In other business before the board Thursday, representatives of the Issaquena Warren Land Co. presented their side of the Paw Paw Road dispute. Representatives of the Paw Paw Island Land Co. met with the board last week asking that the county have Issaquena Warren remove two gates on the road and cease construction of a building in the right of way of Paw Paw Road. Their contention was that the road is listed as extending 0.6 mile from Mississippi 465 on the map of county-owned roads adopted when the county switched from the beat system to the unit system in 1988.

Mark Herbert, a Jackson attorney representing Issaquena Warren, said his clients bought its land from Anderson-Tully Co. in 2002 and at that time, received a deed that included that part of Paw Paw Road from a gate at the toe of the Main Line Mississippi River Levee to Paw Paw Chute.

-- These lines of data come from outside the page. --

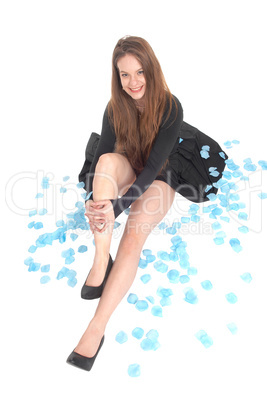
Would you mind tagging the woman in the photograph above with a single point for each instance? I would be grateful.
(145, 154)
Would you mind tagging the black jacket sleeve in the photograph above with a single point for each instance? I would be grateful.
(163, 145)
(106, 144)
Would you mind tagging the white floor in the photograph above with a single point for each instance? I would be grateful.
(41, 324)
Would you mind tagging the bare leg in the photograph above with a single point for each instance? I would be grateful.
(106, 185)
(152, 206)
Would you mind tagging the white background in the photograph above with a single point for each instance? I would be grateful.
(55, 84)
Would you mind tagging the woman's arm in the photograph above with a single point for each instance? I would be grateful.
(164, 143)
(106, 144)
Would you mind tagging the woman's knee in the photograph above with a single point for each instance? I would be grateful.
(119, 168)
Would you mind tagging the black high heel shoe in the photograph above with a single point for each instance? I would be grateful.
(82, 362)
(94, 292)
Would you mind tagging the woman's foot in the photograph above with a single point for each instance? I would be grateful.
(98, 271)
(90, 341)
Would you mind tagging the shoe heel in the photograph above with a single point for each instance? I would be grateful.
(83, 362)
(94, 292)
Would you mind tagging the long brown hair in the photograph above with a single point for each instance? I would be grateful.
(135, 133)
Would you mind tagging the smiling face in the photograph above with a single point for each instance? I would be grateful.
(132, 76)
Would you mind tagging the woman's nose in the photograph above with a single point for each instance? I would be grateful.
(133, 81)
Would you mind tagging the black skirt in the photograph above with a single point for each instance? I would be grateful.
(191, 170)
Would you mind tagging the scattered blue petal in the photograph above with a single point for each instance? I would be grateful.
(150, 299)
(225, 218)
(82, 249)
(203, 337)
(150, 258)
(45, 183)
(156, 311)
(145, 278)
(32, 249)
(142, 263)
(163, 255)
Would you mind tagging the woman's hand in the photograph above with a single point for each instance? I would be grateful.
(100, 215)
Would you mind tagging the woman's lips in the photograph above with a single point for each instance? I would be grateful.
(137, 89)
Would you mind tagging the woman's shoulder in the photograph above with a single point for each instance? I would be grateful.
(173, 110)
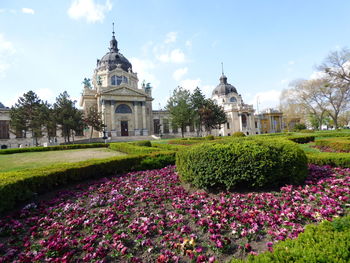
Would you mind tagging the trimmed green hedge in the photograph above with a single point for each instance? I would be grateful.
(332, 134)
(54, 148)
(22, 185)
(337, 144)
(244, 163)
(130, 148)
(326, 242)
(142, 143)
(333, 159)
(238, 134)
(301, 138)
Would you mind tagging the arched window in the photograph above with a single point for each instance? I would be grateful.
(244, 121)
(117, 80)
(123, 108)
(233, 99)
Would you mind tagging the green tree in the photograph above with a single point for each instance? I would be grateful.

At the time of the purchase, he said Issaquena Warren notified the owners of Paw Paw Island Land Co. they intended to move the road and allow those hunting club members access to their property over the new road.

“We even built them a parking area,” he said.

In the intervening years, Paw Paw Island Land Co. filed a lawsuit in Warren County Chancery Court against Issaquena Warren, Herbert said.

He then produced a copy of a Warren County Road System Register his clients put in evidence in the lawsuit that showed Paw Paw Road as 0.13 mile long and not 0.6 mile.

“I urge you before you get involved in a private dispute that you research this carefully,” Herbert said.

He also suggested the county wait until Chancellor Vicki Barnes concludes the trial of the lawsuit and files her decision.